A number of studies have suggested that m6A modification may play a regulatory role in the development of cancer. M6A-related could serve as new therapeutic targets and prognostic biomarkers for OS [27]. Miao et al. found that METTL3 regulates m6A levels of LEF1 and activates the Wnt/β-Catenin signaling pathway to promote OS progression [28]. Zhou et al. demonstrated that METTL3 acts as an oncogene in OS by regulating ATAD2 [29]. Liu et al. reported that METTL14 overexpression promotes OS cell apoptosis and inhibits tumor progression by activating caspase3 [30]. Chen et al. reported that WTAP promotes OS growth and metastasis by inhibiting HMBOX1 expression [31]. Yuan et al. found that ALKBH5 suppresses OS progression by inhibiting the pre-miR-181b-1/YAP signaling axis [32]. However, the role of m6A-related lncRNAs in OS is still unclear.
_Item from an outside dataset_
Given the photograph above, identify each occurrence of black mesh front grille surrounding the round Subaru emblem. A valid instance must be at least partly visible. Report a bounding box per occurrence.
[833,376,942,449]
We found that our risk score model built with six m6A-related lncRNAs could accurately predict the prognosis of OS. Liu et al. found that LINC01426 facilitates the progression and stemness in lung adenocarcinoma [19]. In addition, LINC01426 accelerates glioblastoma progression by regulating miR-345-3p/VAMP8 signaling axis [33]. Liu et al. reported DLGAP1-AS2 is associated with poor prognosis in cholangiocarcinoma [34]. In hepatocellular carcinoma cell, DLGAP1-AS2 knockdown inhibits cell metastasis by regulating miR-154-5p methylation [21]. We also discovered upregulated levels of DLGAP1-AS2 and m6A methylation in osteosarcoma tissues/cells compared with normal tissues/osteoblasts cells. Among the six m6A-related lncRNAs used to construct the risk prognosis model, several genes have been reported to be associated with tumor prognosis such as respiratory system tumors and digestive system tumors [35, 36]. However, no research has reported the relationship between OS and these genes or how the lncRNAs interact with m6A-related genes. Therefore, the aim of our study is to identify lncRNAs associated with OS prognosis and provide new targets to prevent poor OS prognosis. A limitation is that we have not further researched the role of m6A-related lncRNAs in osteosarcoma through cell and in vivo studies. Using the dataset downloaded from TRAGET, we constructed a risk score prognosis model of m6A-related lncRNAs. By dividing all samples into test groups and training groups, we verified the value of the model. However, the role of m6A-related lncRNAs in osteosarcoma needs to be further researched by cell and in vivo studies.